I am interested in what an alternative future for gaming could have looked like if multi-gpu set-ups hadn't been abandoned in favour of rtx enabled cards and machine learning solutions such as upscaling and frame generation. However I am not especially technically minded and want to get in contact with people who have in-depth knowledge of the hardware and software side, but could use some advice on where is the best place to try and meet them.

 

As someone who doesn't like wasting old hardware when upgrading, and is also aware that on the Linux side of things there has been great progress getting RTX only games running on non-rtx cards, it suggests there is a user-base that has the same reluctance to pursue new hardware. Also it shows that certain desires of Nvidia motivated them dropping support for things like SLI, as it clearly isn't the case that you need to have the newer cards rtx chip-sets to have those features. They are just perhaps a bit more performant in that regard.

 

As an example: Could you have SLI and have one gpu handling rasterisation, whilst the other handles ray-tracing? The emphasis on ray-tracing wasn't quite as prevalent at the time, so maybe that was never considered, but as a layman....it doesn't seem especially implausible to consider it. The approach to SLI, or what was on offer at the time in terms of support for the feature, didn't seem like it made the most of the extra hardware.

 

What I am curious to know about (if anyone reading this happens to be a bit of a mad scientist in either hardware design or programming) is what would your craziest (but still possible) approach be to making it possible for the end user to set up their own gaming environment? PC is , after all, modular in it's design, so if you could create a new piece of hardware, and have it supported by specific software programmed to enable it, what do you reckon the limits might be? Or perhaps it doesn't even need new hardware, but instead just takes new thinking and application of programming.

 

I have my own idea for something but lack any know-how as to whether it is feasible, either technically or in terms of programming it. But given that we have seen SLI between two different architectures of gpu (that wasn't possible initially) and rtx on non-rtx cards, as well as multi-gpu being used for machine learning and AI training but dropped for gaming, it would seem that a whole avenue of progression was taken off the table by Nvidia focusing on the AI element. 

 

If you have some thoughts on what that progression could still be, or can point me to people who do, I'd really like to hear from you, as I believe there could be a market for a potential solution. Whether that's likely is what I intend to find out.....

 

Link to post
Share on other sites

14 minutes ago, not ken kutaragi said:

As someone who doesn't like wasting old hardware when upgrading

There are 3 very easy solutions to solve this:

  1. Sell the old hardware. You might not need it, but likely someone else does.
  2. Repurpose it for a new PC. Say, get rid of your gramps' aging celeron that takes 5min to boot due to not even having an SSD.
  3. Use it for distributed computing.

Personally, I suggest you go down the 3rd option.

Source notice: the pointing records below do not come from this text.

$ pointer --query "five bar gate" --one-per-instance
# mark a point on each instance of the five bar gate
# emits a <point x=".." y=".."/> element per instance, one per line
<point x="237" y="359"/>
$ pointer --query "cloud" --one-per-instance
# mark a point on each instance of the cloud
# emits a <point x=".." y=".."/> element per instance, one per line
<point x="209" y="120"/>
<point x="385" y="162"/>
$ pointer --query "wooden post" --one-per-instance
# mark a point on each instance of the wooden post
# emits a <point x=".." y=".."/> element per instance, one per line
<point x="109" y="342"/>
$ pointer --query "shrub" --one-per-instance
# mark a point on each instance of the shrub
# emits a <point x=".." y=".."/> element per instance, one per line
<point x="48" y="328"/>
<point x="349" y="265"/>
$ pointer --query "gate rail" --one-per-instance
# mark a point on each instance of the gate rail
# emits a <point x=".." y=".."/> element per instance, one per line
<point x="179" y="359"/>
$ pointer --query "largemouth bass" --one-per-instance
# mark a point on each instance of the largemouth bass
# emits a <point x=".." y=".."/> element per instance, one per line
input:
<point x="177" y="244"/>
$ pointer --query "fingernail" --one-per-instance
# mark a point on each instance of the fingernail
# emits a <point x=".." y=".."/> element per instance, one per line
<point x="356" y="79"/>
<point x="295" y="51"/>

16 minutes ago, not ken kutaragi said:

Could you have SLI and have one gpu handling rasterisation, whilst the other handles ray-tracing?

Newer APIs like DX12 actually support mixed rendering, you could very much use an Nvidia + Intel GPU setup to render a game...

 

...as long as said game implements the feature, which no game does.

Want to help researchers improve the lives on millions of people with just your computer? Then join World Community Grid distributed computing, and start helping the world to solve it's most difficult problems!

 

Link to post
Share on other sites

Right now the best use is for LSFG to make FG and video output on the 2nd GPU while game renders on the primary GPU. This gives you very low latency (lower FG latency than NVIDIA MFG with Anti-Lag).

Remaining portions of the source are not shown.